Please, send me your recipes, those passed down in your family and those famous to where you come from!

I’m also on the hunt for old church/school cookbooks in the York County area! I’ve gone to the library where there was once a collection but it no longer is there. I’ve been to some second-hand book stores, but those treasured cookbooks don’t exist there either. If you have some old (or current or recently new) local cookbooks you want to part with or know of how I can purchase some, please let me know!

And thank you all, so much, for continuing to read this feature and make the famous recipes provided!

This week, I’m going to showcase the recipes sent to me from all around Nebraska – whether it be emails or cookbooks sent to me. These are awesome!

I’m calling this installment side dishes that are also the stars of the show in Nebraska.


Fremont Eggplant Fritters

1 medium eggplant

1 egg

1 tablespoon milk


Soda crackers

Salt and pepper

Bacon grease


Olive oil

Peel and thinly slice eggplant. Salt each slice and stack on plate. Stack second plate on top of eggplant. Place salt shaker or something with a bit of weight on top of second plate to allow juice to drain from eggplant. Set for one hour.

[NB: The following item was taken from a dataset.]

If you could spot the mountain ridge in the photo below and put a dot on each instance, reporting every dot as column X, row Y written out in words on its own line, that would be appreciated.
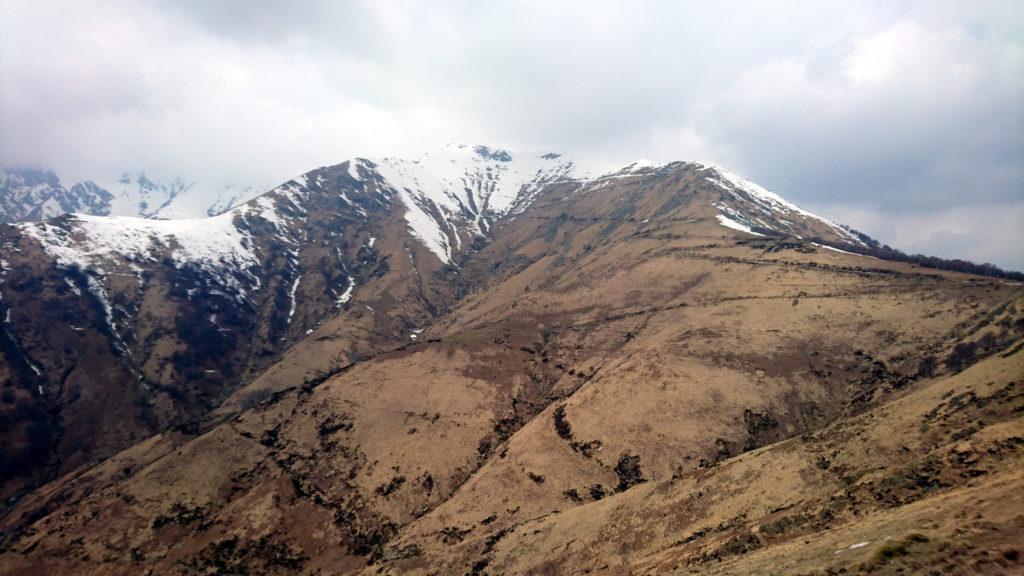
column 383, row 404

Discard juice, as it is bitter.

Beat egg, adding in milk. Crush soda crackers into crumbs. Cover drained eggplant slices in flour, dredge in beaten egg and dip in cracker crumbs. Fry on stove in hot mixture of bacon grease, a little butter and olive oil. Cook until golden brown on both sides, tender and hot in the middle.


Crunchy Peas and Slaw from Unadilla

The writer of the recipe says it was developed by church ladies for funeral luncheons.

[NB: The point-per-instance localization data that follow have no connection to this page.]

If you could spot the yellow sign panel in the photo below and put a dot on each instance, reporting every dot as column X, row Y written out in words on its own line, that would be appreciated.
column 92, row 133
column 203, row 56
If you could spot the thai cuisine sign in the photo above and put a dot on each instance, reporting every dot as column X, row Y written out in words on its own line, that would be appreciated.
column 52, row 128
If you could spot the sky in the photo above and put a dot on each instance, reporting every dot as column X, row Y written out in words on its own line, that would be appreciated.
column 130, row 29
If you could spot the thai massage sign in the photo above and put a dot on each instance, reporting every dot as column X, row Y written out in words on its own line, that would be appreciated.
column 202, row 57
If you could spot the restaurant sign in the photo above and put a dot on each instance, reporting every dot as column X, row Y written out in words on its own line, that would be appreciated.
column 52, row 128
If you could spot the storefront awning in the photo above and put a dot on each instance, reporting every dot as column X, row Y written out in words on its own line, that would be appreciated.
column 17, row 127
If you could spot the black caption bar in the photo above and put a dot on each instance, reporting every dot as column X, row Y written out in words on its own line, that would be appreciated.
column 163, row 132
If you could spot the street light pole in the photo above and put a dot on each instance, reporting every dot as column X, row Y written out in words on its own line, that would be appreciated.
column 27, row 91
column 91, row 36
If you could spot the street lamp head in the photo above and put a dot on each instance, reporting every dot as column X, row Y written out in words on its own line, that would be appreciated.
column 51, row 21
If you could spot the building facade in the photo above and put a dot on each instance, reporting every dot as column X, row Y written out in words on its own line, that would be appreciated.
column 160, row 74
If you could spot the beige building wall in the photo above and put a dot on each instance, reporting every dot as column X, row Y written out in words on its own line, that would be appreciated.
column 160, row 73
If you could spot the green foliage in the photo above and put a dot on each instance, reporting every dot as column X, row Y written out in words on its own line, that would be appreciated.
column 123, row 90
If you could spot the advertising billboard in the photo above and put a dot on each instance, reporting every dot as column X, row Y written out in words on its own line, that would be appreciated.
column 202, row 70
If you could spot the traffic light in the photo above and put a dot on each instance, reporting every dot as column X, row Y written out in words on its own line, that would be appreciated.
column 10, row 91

2 16-ounce bags coleslaw mix

1 16-ounce bag of frozen peas

1 1/44 cups dry roasted, lightly salted peanuts

1 cup poppy seed dressing

Combine everything but peanuts with dressing. Right before serving, stir in the peanuts.


Kraut ‘N Noodles from Doniphan

1 bag kluski egg noodles

2 sticks butter

2 tablespoons sugar

1 large can chicken broth

2 cans Bavarian style sweet kraut

Cook and drain noodles. Put noodles in crockpot with kraut, sugar, butter and chicken both. Cook on low for two hours.


Three-bean Casserole by Jackie Bartek, sent from the rural Clearwater/Ewing area

1 pound ground beef

1 pound bacon

1 can pork and beans

1 can kidney beans

1 can green lima beans

¼ cup brown sugar

½ cup white sugar

1 tablespoons vinegar

1 teaspoon dry mustard

Brown ground beef, fry bacon and cut into 1-inch strips. Blend all ingredients and bake in a casserole at 350 degrees for one hour.


Twice Baked Potatoes “made famous by Betty Mannlein” (of rural Holt/Antelope Counties)

10 to 12 potatoes

1 8-ounce cream cheese

1 8-ounce sour cream

1 teaspoon onion flakes

Salt, to taste


¼ cup butter

Peel, boil and then salt. Whip the cream cheese, sour cream and onion flakes and mix with the potatoes. Put in a 9×13-inch buttered dish. Melt the ¼ cup butter. Pour over top and sprinkle with the paprika. Bake at 350 degrees for 40 minutes, covered, and 20 minutes uncovered.


Baked Carrot Casserole (a tradition from Helena Kaczor, a great-aunt of this writer)

3 cups cooked mashed carrots

3 tablespoons chopped onions

16 crackers, crushed

1 cup milk

1 small jar Cheez Whiz or cream cheese

Mix together and bake 35 minutes at 350 degrees.